Nouvelle de Gérard MOREL parue dans le N° 2685

de l’hebdomadaire NOUS DEUX (15 Décembre 1998)

 

Julie Chabanis avait invité ses trois meilleures amies pour leur annoncer la nouvelle: elle s'était enfin résolue à prendre des vacances!

-Toi, en congé ? Mais tu vas t'ennuyer, protesta Valérie.

Et, comme elles prétendaient toutes les trois que Julie ne supporterait pas le farniente, l'intéressée hurla gaiement:

-Vous n'y êtes pas, les filles! Je compte justement changer de vie et me détendre. J'ai vingt-sept ans, et jusqu'à présent, je n'ai eu que le temps de poursuivre mes études, me marier, passer des concours, divorcer, travailler. Bref...

Julie marqua une pause, pour ménager son effet de surprise:

-Bref, j'ai pris de bonnes résolutions: au lieu d'utiliser mes congés annuels pour retapisser mon séjour ou peindre en rose et gris les fauteuils du balcon, ...je me suis juré de ne RIEN faire. Et pour ne pas être tentée de changer d'avis, je pars en vacances!

-Tu as raison! Que vas-tu découvrir ? interrogea Odile.

Julie reprit son fameux hurlement, mi-rageur mi-ironique:

-Justement: rien! Ni musées, ni planche à voile! Je vais seulement planifier mes siestes. Et, peut-être, mon bronzage.

Bien entendu, aucune des amies de Julie ne voulut croire à ce programme: elles connaissaient toutes le dynamisme enfiévré de la jeune femme, qui la poussait à se lever dès 5 heures du matin et à se coucher rarement avant minuit. Ce qui lui permettait d'accomplir sa journée de travail, de téléphoner à son ex-mari pour lui remonter le moral, et se précipiter chez sa mère avec des sacs remplis de provisions. Tout en consolant sur son portable les plus désespérées de ses amies.

Radieuse, Julie ajouta:

-Même mon ex-mari m'a encouragé à prendre des vacances. Et pour cela, il m'a prêté son camping-car. Donc, je quitte Paris ce soir. Direction: la Sicile. Mer et soleil à volonté!

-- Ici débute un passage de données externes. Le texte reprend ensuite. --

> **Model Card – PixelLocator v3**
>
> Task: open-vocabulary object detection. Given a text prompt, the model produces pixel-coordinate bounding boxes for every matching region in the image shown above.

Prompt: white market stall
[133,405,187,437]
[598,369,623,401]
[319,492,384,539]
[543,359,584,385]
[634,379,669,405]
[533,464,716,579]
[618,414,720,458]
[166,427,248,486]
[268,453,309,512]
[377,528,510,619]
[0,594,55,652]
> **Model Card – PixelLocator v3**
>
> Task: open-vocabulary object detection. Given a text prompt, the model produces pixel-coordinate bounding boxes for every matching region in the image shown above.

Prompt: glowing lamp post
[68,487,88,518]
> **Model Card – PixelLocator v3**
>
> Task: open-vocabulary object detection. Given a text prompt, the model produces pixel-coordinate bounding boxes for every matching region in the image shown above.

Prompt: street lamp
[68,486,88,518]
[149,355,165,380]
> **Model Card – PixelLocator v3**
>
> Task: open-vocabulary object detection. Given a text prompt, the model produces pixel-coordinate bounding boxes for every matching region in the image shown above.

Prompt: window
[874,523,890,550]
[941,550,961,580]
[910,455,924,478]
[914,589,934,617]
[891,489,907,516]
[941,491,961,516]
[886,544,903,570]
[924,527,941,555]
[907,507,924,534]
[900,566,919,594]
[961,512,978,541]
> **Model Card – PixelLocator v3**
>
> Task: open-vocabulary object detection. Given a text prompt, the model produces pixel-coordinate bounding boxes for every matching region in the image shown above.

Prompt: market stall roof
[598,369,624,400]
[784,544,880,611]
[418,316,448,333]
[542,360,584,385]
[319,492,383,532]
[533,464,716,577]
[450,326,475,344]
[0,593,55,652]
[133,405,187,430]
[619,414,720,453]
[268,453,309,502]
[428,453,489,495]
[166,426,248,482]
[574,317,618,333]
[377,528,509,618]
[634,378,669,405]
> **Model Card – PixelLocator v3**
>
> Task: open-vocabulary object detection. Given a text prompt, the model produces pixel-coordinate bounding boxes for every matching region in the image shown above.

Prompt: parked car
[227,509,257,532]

Toutes ensemble, elles levèrent leurs verres, tandis que Julie débouchait une bouteille de Champagne.

Une heure plus tard, elle jetait pêle mêle dans une valise quelques tee shirts et deux jeans.

Il ne lui fallut que trois jours pour traverser les autoroutes d'Italie, et atteindre la Sicile.

Là, elle choisit de se diriger vers le littoral tyrrhénien. Elle fit une première halte un peu au hasard, sur la route qui dominait les falaises de Militello. Tout en allant à l'arrière du camping-car pour se faire chauffer du café, elle jeta un premier regard émerveillé au paysage.

Un soleil encore brûlant se diluait dans un océan multicolore. Au loin se profilaient les îles éoliennes, dominées par la silhouette lourde et faussement menaçante du Stromboli, le dernier volcan encore en éruption...

Saisie par la beauté de l'endroit, elle alla s'asseoir au bord des falaises, pour savourer son café. De l'autre côté de la route, d'immenses plantations d'orangers et de citronniers en fleurs s'étendaient en coteaux jusqu'à la mer. Et l'air marin se mêlait d'un délicat parfum d'agrumes.

-J'ai trouvé l'endroit idéal, se félicita-t-elle. Et comme nous sommes au mois de Mai, je ne suis même pas menacée par un afflux de touristes! Humm... Je sens que je vais passer ici des vacances de rêve, où rien ne m'arrivera!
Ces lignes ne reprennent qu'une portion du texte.